Aftermath of the 2009 bombing of the Moon Market in Lahore, Pakistan (Murtaza Ali)

Aftermath of the 2009 bombing of the Moon Market in Lahore, Pakistan (Murtaza Ali)

At least 22 people have been killed by yet another indiscriminate bomb attack in Pakistan, this time in a crowded market in Islamabad. The blast, occurring on Wednesday 9th April, also wounded over 100 others. The bombing occurred at eight o’clock in the morning, one of the busiest times for the fruit and vegetable market in the Sabzi Mandi area of the city. Police have said that around five kilograms of explosives were hidden behind a crate of fruit and may have been detonated remotely.

Wednesday’s attack is part of a grim and underreported pattern of bombs being detonated in crowded markets, clearly targeting civilians.

Action on Armed Violence (AOAV), a UK-based charity, monitors English-language media for incidents of explosive violence around the world, including attacks involving improvised explosive devices (IEDs) like car and roadside bombs.

Worldwide, the use of bombs in marketplaces is becoming an all too regular occurrence. AOAV has recorded 32 market bombings already in 2014.

These attacks deserve special mention as the data repeatedly shows that attacks in markets cause incredibly high  numbers of civilian casualties. In 2013 AOAV recorded 112 IED attacks in markets, killing and injuring at least 3,170 people globally – 98% of whom were civilians.

Like all explosive weapons, IEDs affect an area by projecting blast and fragmentation around a point of detonation. When they are deployed in populated areas like markets, civilians inevitably make up the majority of casualties.

Direct casualties are only one part of the harm these attacks cause.
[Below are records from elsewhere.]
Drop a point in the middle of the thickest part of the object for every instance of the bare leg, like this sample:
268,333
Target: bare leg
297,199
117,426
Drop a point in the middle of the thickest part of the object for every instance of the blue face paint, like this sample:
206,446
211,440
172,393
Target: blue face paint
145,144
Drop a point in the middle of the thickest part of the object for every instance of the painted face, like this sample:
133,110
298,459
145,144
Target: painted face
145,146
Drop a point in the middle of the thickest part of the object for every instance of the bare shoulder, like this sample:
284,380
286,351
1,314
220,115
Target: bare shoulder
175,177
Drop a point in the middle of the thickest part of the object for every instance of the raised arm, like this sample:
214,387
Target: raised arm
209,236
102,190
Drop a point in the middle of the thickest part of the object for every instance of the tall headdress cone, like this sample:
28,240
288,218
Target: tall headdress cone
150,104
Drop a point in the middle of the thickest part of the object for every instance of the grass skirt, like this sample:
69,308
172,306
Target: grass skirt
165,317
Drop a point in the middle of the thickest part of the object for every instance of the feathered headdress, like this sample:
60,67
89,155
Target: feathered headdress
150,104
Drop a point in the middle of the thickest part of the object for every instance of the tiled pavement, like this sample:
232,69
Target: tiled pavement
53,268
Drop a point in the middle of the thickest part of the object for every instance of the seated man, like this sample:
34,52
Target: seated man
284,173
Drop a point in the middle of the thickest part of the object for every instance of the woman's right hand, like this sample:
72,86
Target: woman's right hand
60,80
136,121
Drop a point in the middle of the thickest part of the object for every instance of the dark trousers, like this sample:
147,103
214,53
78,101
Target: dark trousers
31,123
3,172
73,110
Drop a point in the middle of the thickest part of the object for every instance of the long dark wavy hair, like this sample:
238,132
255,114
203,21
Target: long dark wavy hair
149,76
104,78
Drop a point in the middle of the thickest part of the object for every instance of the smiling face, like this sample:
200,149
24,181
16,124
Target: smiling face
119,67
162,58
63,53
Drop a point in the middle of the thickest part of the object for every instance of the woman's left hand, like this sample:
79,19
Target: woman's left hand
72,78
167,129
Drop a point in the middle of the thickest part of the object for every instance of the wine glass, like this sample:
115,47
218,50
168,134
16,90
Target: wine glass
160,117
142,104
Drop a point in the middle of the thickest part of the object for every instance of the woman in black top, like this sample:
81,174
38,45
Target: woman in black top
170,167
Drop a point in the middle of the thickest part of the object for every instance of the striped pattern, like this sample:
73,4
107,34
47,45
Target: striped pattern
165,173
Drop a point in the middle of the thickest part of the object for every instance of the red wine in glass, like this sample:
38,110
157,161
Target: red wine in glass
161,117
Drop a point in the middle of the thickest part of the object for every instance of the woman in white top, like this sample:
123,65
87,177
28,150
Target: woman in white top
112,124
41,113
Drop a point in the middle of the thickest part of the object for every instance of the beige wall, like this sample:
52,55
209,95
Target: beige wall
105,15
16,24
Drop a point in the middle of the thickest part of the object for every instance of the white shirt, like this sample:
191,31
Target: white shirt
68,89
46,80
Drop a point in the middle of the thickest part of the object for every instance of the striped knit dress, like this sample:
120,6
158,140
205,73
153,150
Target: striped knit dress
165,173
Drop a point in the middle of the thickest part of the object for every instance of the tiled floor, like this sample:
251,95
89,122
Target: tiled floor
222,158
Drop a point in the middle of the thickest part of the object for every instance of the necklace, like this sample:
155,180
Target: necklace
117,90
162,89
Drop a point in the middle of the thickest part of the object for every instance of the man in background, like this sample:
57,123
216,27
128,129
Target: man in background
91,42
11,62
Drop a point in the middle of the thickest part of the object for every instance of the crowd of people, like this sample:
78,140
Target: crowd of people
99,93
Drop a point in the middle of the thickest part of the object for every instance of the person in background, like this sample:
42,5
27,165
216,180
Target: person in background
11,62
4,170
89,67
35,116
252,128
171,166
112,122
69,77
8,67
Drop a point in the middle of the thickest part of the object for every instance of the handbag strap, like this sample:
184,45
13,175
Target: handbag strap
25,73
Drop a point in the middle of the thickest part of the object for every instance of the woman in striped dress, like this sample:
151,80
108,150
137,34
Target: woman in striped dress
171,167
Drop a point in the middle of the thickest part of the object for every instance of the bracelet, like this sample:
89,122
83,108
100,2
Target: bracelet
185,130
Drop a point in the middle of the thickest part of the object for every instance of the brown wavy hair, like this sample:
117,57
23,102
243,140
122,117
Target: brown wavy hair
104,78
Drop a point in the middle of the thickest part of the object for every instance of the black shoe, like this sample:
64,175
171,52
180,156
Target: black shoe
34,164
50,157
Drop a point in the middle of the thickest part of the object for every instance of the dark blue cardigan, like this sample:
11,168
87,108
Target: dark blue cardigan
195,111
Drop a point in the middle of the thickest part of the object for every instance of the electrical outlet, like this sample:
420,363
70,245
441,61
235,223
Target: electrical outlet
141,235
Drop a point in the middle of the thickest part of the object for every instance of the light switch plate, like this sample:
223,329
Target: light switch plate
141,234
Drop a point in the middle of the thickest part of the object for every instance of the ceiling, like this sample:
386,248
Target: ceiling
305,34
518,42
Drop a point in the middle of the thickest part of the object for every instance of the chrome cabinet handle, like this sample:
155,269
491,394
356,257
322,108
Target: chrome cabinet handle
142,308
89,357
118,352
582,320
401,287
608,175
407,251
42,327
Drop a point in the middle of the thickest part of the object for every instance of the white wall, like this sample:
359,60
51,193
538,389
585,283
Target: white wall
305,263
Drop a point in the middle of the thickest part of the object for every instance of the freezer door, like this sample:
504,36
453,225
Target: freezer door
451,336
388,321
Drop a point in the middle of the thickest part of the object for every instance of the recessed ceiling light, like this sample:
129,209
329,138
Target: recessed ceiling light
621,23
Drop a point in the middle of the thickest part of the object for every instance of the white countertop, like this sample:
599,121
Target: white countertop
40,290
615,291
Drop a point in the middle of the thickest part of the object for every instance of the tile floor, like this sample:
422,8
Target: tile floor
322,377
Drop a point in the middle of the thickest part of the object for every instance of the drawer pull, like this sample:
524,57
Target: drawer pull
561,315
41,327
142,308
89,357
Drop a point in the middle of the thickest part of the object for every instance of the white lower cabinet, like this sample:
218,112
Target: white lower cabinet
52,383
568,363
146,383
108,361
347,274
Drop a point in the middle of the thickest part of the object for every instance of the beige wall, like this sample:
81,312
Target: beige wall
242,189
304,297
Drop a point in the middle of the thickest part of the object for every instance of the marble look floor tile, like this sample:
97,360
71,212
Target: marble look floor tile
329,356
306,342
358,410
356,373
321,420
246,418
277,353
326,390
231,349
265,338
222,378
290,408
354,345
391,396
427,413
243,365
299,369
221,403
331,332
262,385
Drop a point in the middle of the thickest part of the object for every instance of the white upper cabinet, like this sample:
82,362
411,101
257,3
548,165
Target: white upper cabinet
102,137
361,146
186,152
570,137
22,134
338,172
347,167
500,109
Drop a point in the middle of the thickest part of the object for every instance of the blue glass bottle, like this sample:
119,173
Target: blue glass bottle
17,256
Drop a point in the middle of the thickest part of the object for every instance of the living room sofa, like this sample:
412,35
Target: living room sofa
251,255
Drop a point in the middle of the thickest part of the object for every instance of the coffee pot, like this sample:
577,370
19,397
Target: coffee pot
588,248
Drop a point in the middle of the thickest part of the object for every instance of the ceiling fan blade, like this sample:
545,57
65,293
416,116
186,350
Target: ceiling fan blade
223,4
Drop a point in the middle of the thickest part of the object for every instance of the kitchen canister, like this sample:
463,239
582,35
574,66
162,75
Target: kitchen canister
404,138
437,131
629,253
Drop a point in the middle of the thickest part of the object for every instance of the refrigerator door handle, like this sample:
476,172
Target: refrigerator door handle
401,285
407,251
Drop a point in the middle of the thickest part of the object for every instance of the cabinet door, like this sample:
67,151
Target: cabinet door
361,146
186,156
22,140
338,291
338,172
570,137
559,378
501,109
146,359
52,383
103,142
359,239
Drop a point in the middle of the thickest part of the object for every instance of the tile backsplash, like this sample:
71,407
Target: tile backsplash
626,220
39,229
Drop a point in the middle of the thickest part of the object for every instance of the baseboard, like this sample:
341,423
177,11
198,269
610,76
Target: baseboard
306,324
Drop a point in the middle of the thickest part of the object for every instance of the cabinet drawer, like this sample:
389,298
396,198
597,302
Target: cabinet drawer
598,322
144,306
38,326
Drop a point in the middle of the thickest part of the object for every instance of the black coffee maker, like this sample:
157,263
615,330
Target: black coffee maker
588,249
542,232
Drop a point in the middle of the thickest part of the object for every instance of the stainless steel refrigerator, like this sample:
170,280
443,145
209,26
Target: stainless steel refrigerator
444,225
Many more people will be affected economically either through losing loved ones or through the destruction of their businesses.

A Pakistani Taliban spokesman condemned Wednesday’s bombing, claiming that ‘attacks on public places and targeting innocent people is regrettable and un-Islamic’.

Instead, a spokesman for the separatist group the United Baluch Army has claimed responsibility. The same group also claimed to be behind a bombing of a train on Tuesday that killed 14 people and injured 40 more. Pakistan’s Interior Ministry denied the claim.

Despite the fact that the Pakistani Taliban is currently in peace talks with the government, bombings across the country have continued. In the first three months of this year AOAV have recorded 40 IED attacks in Pakistan. These have killed and injured at least 700 people.